No matter how much I am craving a Crazy Pita Marinated Chicken Skewer Platter with a side of hummus, sometimes I just don't want to make the trip. So, I decided to attempt to come up with my own similar marinade. While this is definitely not the same caliber as Mehdi's masterpiece, it does have some similarities, and it is enough to keep me satisfied until my next Crazy Pita run. Here are a few tips for making this healthy, flavorful, and moist main dish:
- If you can, marinate the chicken overnight, or for at least eight hours. The extended marinating time is important for tenderizing the chicken and for keeping it juicy throughout the grilling process.
- Garam masala is a traditional Indian spice mixture with many variations. It usually contains cinnamon, cardamom, garlic, ginger, chili, and cloves. If you don't have any on hand, then add about ¼ teaspoon of the included spices in order to achieve a similar flavor profile. Garam masala has become popular enough that most major spice companies now offer it, and you should be able to find some in your local grocery store.
- This chicken is great on its own, served over a bed of baby spinach or with a side of couscous, but it also makes a wonderful grilled chicken sandwich, topped with some caramelized onions, mixed greens, and the seasoned yogurt sauce.
- This recipe would also work well with chicken thighs, shrimp, beef, lamb, and firm cuts of fish. You can also make it into kabobs.
4 teaspoons sweet paprika
2 teaspoons ground cumin, divided
2 teaspoons ground coriander, divided
2 teaspoons garam masala
1 teaspoon ground turmeric
1 teaspoon cayenne
2 cups chopped red onion
½ cup chopped peeled fresh ginger
2 teaspoons chopped seeded jalapeno
8 cloves garlic, crushed
2 ½ cups plain lowfat yogurt, divided
¼ cup lemon juice, divided
2 teaspoons salt, divided
4 boneless, skinless chicken breasts
Heat the oil in a small skillet over medium high heat. Add the paprika, 1 ½ teaspoons cumin, 1 ½ teaspoons coriander, garam masala, turmeric, and cayenne to the pan; cook for 2 minutes or until fragrant, stirring constantly. Remove from the pan and cool.
Place the onion, ginger, jalapeno, and garlic in the bowl of a food processor and process until smooth. Add the spice mixture, ½ cup of the yogurt, 2 tablespoons lemon juice, and 1 ½ teaspoons salt to the onion mixture; process until smooth. Transfer the mixture to a large zip-top bag, add the chicken to the bag, seal, and toss to coat. Marinate in the refrigerator for at least 8 hours or overnight, turning occasionally.
Preheat the grill.
Combine the remaining 2 cups yogurt, 2 tablespoons juice, ½ teaspoon cumin, ½ teaspoon coriander, and ½ teaspoon salt in a bowl and mix well. Cover and chill.

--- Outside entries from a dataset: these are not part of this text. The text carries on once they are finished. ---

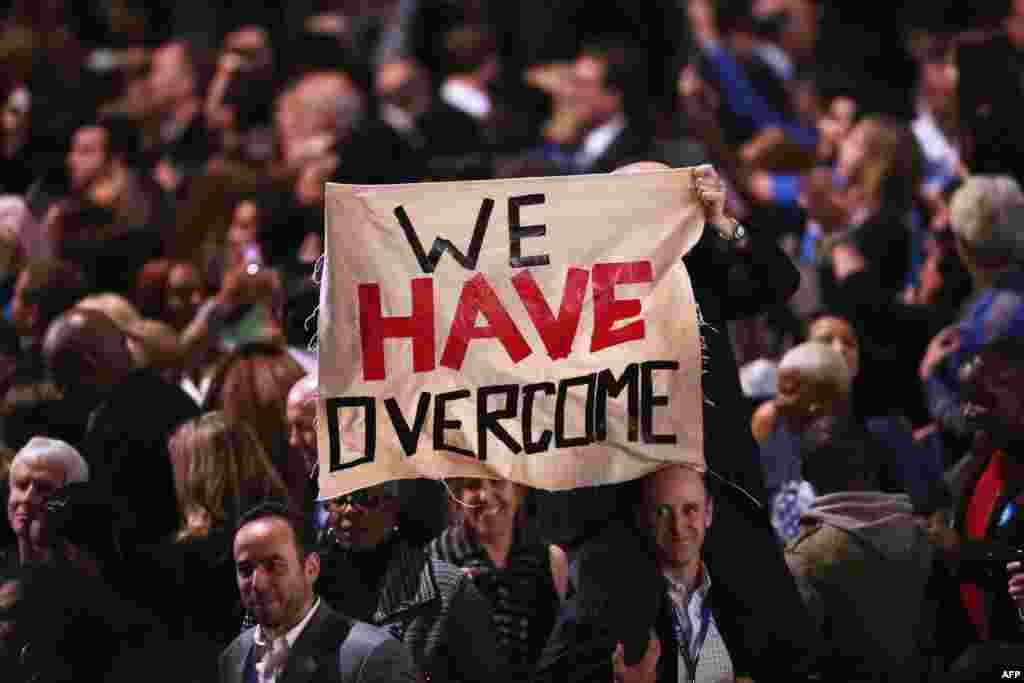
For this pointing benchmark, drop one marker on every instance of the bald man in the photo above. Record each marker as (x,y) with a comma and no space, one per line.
(652,621)
(813,393)
(128,415)
(325,113)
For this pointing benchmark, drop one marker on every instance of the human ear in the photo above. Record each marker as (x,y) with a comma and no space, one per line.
(311,566)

Remove the chicken from the bag and discard the marinade. Grill the chicken about 7 minutes on each side, or until cooked through. Serve with the yogurt mixture.
Jill - GlossyVeneer
Darn! Both of those restaurants are on the other side of town from me!
It is rather strange though, when you read the polls for the "Best of", the locals often pick chain restaurants as the best in many categories. Kind of sad.